A fact about alternating tensors over rings with enough units

Let R be a commutative ring in which k! is a unit, and let M be an (R,R)-bimodule such that latex rm = mr$. Recall that \mathcal{A}^k(M) is the set of all tensors in \mathcal{T}^k(M) having two consecutive entries equal, and \mathsf{Alt}(z) = \sum_{\sigma \in S_k} \epsilon(\sigma)\sigma z, where S_k acts on \mathcal{T}^k(M) by permuting entries.

Prove that z - (1/k!) \mathsf{Alt}(z) = (1/k!) \sum_{\sigma \in S_n} (z - \epsilon(\sigma)\sigma z) for all z \in \mathcal{T}^k(M). Use this to prove that \mathsf{ker}\ \frac{1}{k!} \mathsf{Alt} = \mathcal{A}^k(M).

Let z \in \mathcal{T}^k(M). We have z - \frac{1}{k!} \mathsf{Alt}(z) = z - \frac{1}{k!} \sum_{\sigma \in S_k} \epsilon(\sigma)\sigma z = \frac{1}{k!}(k!z - \sum_{\sigma \in S_k} \epsilon(\sigma)\sigma z) = \frac{1}{k!}(\sum_{\sigma \in S_k} z - \sum_{\sigma \in S_k} \epsilon(\sigma)\sigma z) = \frac{1}{k!}(\sum z - \epsilon(\sigma)\sigma z), as desired.

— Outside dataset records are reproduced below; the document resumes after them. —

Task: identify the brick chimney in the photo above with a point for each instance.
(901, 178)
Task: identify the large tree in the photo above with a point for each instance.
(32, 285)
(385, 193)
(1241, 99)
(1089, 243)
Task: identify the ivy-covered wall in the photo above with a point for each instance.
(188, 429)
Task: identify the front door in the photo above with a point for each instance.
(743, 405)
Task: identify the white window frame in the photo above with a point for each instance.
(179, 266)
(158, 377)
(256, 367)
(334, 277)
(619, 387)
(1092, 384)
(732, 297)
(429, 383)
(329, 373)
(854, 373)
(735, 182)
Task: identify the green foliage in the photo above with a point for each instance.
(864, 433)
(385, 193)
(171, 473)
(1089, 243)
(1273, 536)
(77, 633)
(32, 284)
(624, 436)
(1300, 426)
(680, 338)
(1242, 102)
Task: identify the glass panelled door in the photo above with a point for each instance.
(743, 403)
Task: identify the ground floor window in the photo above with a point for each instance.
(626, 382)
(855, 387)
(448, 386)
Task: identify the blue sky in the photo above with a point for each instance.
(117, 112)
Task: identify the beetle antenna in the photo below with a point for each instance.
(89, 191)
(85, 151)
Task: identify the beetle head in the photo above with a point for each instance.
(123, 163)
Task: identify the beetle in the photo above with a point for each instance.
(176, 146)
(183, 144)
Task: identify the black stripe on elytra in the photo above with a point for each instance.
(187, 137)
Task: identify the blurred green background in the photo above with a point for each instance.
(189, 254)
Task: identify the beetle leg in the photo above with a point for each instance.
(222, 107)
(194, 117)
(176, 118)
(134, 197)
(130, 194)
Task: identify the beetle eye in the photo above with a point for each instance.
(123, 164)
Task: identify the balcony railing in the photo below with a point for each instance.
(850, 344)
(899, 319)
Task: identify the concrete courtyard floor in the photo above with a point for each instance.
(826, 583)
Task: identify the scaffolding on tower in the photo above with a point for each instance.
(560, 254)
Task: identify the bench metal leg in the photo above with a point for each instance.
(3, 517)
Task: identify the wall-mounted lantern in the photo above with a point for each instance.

Suppose z \in \mathcal{A}^k(M); say the i and i+1 components of z are equal. Note that \sigma z = \sigma (1\ i+1) z, and in particular \epsilon(\sigma)\sigma z + \epsilon(\sigma(i\ i+1)) \sigma (i\ i+1) z = 0. In the equation \mathsf{Alt}(z) = \sum_{\sigma \in S_k} \epsilon(\sigma)\sigma z, we can break up the right hand side as a summation over the cosets of \langle (i\ i+1) \rangle, each of which is 0. Thus \frac{1}{k!}\mathsf{Alt}(z) = 0, and we have \mathcal{A}^k(M) \subseteq \mathsf{ker}\ \frac{1}{k!}\mathsf{Alt}.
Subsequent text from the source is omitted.